Sementara di luar sana ada Agatha yang memergoki mama nya ada di sini. “Sejak kapan di sini, Ma? Ada apa?”
“Mau bertemu denganmu, tapi kata sekretaris belum datang.” Jawab Emmy berusaha tenang.
“Ada perlu apa?” tanya Christopher curiga.
Belum sempat mama nya menjawab, ada panggilan masuk dari istri pura-puranya. “Sebentar, ma.”
“Halo, ada apa, sayang?” tanya Christopher membuat Agatha kaget dengan panggilan tersebut.
“Sa-sayang?” tanyanya mengulang kalimat itu dengan nada tidak percaya.
“Mama ada di sini, mau bicara apa? Atau kita ketemu di ruangan saja, ya…” jawab Christopher berusaha memberi kode kepada istrinya yang kebetulan langsung paham.
“Tidak usah! Pekerjaanku menumpuk, ada yang ingin aku bicarakan mengenai kita.” Tolak Agatha.
“Katakan saja,” jawab Christopher sembari melirik mamanya.
“Teman kerjaku yang bernama Eny, sepertinya mengetahui sesuatu tentang kita, sejak kedatanganku, dia terus menyindir dengan mengatakan jika aku sudah menikah dengan sesama pegawai sini.” Jawab Agatha membuat Christopher geram dan seketika melirik ke arah mamanya dengan tatapan tajam.
“Apa jangan-jangan, mama yang memberitahukannya? Atau bisa saja mama meminta Eny untuk mengorek informasi?” batinnya menduga-duga dan terus menatap mamahnya dengan tajam.
Setelah panggilan terputus, dirinya langsung mengajak Emmy menuju ruang kerjanya. “Sial! Aku kurang cepat!” batin Emmy kesal, ingin menolak tapi takut membuat anaknya curiga.
Setibanya di ruang kerja, tanpa basa-basi, Christopher langsung menanyakan, “Ada sesuatu yang ingin aku bicarakan, tapi tolong, mama jawab jujur.” Suasana mendadak tegang karena ucapannya yang terdengar serius.
Lalu, Emmy memberi waktu kepada anaknya untuk mengeluarkan apa yang ingin ditanyakan, meskipun di dalam hati suasananya tengah deg-degan lantaran ketahuan Christopher berada di sini.
Christopher terus mendesaknya untuk jujur, apa tujuannya datang ke sini. Namun, Emmy selalu beralasan jika hanya ingin bertemu dengan anaknya saja, tidak lebih.
“Tolong, jangan berbohong, Mah!” ucap Christopher menatap dengan tajam.
“Tidak ada untungnya juga berbohong, bagaimana keadaan perusahaan? Apakah mengalami kemajuan yang signifikan? Wajar, jika orang tua menanyakan bagaimana bisnis anaknya.” jawab Emmy selalu bisa lolos dari kecurigaan anaknya.

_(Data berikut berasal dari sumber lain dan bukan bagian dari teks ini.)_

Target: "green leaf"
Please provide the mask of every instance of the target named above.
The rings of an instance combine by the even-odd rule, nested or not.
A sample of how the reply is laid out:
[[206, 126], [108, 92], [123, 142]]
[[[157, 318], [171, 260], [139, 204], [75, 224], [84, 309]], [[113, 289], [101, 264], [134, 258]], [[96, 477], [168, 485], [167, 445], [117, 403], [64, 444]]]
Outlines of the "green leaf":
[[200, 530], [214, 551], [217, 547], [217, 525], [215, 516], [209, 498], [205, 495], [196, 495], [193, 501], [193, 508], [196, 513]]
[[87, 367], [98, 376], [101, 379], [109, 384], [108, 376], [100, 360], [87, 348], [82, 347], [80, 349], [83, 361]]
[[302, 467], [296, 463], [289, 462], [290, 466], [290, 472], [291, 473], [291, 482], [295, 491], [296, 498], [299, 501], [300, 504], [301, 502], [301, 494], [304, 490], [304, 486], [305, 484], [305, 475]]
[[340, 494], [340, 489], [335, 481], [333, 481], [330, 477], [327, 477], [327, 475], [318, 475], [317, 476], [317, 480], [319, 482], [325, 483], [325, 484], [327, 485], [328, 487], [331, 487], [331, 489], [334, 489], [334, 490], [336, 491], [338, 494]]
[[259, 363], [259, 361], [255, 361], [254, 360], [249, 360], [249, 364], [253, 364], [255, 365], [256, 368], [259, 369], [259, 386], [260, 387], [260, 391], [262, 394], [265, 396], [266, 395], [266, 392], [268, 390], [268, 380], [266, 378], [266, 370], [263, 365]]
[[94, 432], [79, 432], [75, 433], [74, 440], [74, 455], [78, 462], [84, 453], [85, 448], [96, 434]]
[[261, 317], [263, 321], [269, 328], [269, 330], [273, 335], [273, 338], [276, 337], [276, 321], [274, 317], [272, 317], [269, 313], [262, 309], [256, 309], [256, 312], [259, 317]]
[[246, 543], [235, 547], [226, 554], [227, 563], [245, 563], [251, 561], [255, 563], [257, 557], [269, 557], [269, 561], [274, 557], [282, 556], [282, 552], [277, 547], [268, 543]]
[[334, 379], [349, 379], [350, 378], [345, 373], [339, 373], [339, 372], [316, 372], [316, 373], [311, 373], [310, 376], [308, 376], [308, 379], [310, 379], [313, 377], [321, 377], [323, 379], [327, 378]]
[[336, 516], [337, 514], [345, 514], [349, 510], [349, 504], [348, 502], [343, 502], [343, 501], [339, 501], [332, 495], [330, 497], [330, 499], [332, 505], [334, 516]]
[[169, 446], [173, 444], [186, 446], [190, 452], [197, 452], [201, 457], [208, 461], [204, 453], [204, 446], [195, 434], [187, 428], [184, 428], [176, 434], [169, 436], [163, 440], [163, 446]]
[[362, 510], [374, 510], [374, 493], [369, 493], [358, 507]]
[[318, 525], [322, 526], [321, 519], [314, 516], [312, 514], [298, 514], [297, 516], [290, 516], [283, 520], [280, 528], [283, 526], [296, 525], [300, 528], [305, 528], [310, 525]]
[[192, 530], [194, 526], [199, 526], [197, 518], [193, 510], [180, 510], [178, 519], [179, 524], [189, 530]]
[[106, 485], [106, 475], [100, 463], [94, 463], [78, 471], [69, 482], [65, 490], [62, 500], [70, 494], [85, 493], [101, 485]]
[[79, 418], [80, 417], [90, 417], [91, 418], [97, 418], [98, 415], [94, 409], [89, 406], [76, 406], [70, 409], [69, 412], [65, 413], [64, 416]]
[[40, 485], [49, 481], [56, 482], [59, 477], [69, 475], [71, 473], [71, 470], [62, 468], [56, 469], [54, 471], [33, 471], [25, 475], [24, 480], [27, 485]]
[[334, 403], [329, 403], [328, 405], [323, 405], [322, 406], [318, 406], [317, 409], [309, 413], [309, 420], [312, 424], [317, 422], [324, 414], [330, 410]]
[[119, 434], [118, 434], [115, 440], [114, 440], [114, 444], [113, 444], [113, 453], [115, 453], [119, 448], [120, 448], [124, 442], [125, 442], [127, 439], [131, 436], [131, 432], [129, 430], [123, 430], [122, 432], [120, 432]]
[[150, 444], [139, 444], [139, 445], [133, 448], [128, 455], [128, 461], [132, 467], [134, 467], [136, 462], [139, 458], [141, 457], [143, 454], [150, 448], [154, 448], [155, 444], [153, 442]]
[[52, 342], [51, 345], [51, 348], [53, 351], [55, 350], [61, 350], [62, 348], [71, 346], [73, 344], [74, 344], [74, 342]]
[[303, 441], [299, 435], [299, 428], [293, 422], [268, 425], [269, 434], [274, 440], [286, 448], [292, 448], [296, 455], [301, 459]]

“Perusahaan sangat baik bahkan banyak tander besar yang masuk. Rasanya, tidak perlu khawatir sampai segininya, Mah.” jawab Christopher masih tersisa rasa curiga, terlebih, mamahnya terkadang menampakkan gestur tidak nyaman.
“Baguslah, senang mendengarnya, kalau begitu, mamah pulang dulu.” pamit Emma.
Bukannya membiarkan orang tuanya pulang, justru, Christopher menahan supaya tetap berada di sini. Sejak tadi, dirinya sudah berusaha untuk bersikap percaya kepada semua ucapan mamahnya. “Tunggu dulu! Ada hubungan apa antara mamah dengan salah satu karyawanku?”
Emma yang mendengar pertanyaan anaknya, langsung seketika terdiam beberapa saat sambil memikirkan alasan yang tepat, meskipun dalam hati, dirinya bertanya-tanya, darimana anaknya tau?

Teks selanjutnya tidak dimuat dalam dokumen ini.